Andorre fixe une date limite pour la dépénalisation de l’avortement : la réforme devra être résolue au cours de cette législature

Andorre fixe une date limite pour la dépénalisation de l’avortement : la réforme devra être résolue au cours de cette législature

Le Gouvernement d’Andorre dispose déjà d’une proposition définitive pour dépénaliser l’avortement, mais il maintient le projet en attente tandis que se poursuivent les discussions avec le Saint-Siège. Après une longue période de négociations discrètes avec Rome, le ministre des Relations institutionnelles, de l’Éducation et des Universités, Ladislau Baró, a reconnu lundi que le texte législatif est entièrement rédigé et prêt à avancer une fois le processus de dialogue actuel achevé.
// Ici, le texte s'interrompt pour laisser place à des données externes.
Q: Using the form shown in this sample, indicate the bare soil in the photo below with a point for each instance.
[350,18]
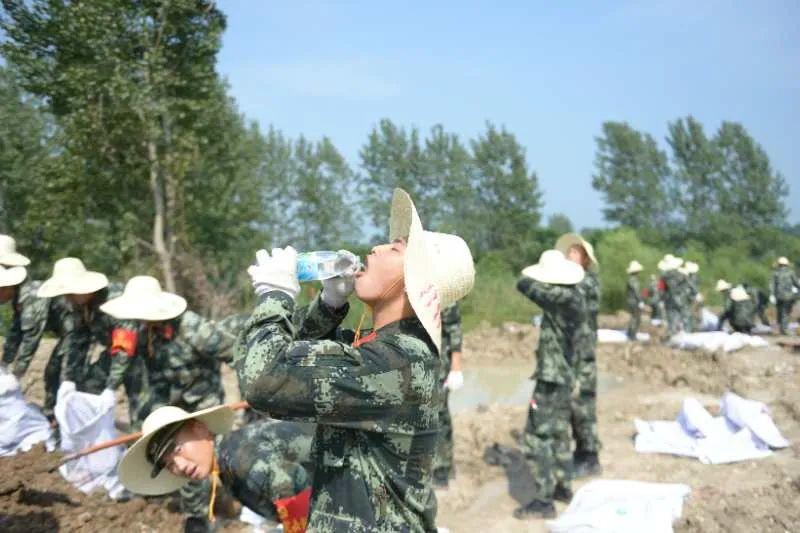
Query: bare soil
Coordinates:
[648,381]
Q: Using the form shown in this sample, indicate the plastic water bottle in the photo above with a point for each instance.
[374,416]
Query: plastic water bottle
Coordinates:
[325,264]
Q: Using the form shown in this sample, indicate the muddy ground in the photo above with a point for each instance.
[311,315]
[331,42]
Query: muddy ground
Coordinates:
[644,380]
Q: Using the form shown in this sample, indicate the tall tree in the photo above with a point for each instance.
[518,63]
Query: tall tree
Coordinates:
[632,174]
[508,195]
[128,83]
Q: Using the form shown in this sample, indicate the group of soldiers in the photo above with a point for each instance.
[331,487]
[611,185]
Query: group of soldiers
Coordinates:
[675,294]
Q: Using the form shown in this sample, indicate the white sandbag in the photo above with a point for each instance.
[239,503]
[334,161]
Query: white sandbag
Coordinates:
[88,419]
[21,424]
[621,506]
[754,416]
[617,335]
[711,341]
Selon La Veu Lliure, Baró a affirmé qu’« une proposition normative définitive existe déjà » et que « tout l’aspect technique et philosophique est rédigé et prêt ». Il a toutefois précisé que le Gouvernement ne franchira pas encore l’étape suivante et que les discussions ouvertes avec le Saint-Siège doivent d’abord être menées à terme.

La question a pris de l’ampleur lors de la visite officielle du président français Emmanuel Macron en Andorre le mois dernier. En sa qualité de coprince, Macron a placé la dépénalisation de l’avortement parmi les priorités de son agenda et a abordé la question lors de ses entretiens avec les autorités andorranes.

Une loi achevée en attente de l’issue des négociations

Les déclarations du ministre confirment que le processus est entré dans une phase décisive. Après plusieurs rencontres entre des représentants andorrans et des responsables du Vatican ces derniers mois, le texte visant à dépénaliser l’avortement est désormais finalisé. Ce qui reste ouvert, c’est la négociation politique et institutionnelle qui accompagne la réforme.

Baró a expliqué qu’il reste encore quelques séances de travail avant de clore le dialogue et d’évaluer si la proposition permet d’atteindre les objectifs poursuivis par le Gouvernement andorran. Parmi ceux-ci figure la volonté de dépénaliser la femme en matière d’avortement sans altérer l’équilibre institutionnel de la Principauté.

Le Gouvernement insiste sur le fait que la décision finale revient à l’Andorre

Lors de son intervention, le ministre a tenu à souligner que la décision ultime n’appartient pas au Saint-Siège. « Ce n’est pas le Saint-Siège qui décide de cette question, mais le Consell General, et le Gouvernement doit présenter l’initiative », a-t-il déclaré.

Néanmoins, le fait que le projet reste bloqué alors qu’il est entièrement rédigé met en évidence l’importance que continuent de revêtir les discussions avec Rome sur l’une des questions les plus sensibles de la législature andorrane actuelle.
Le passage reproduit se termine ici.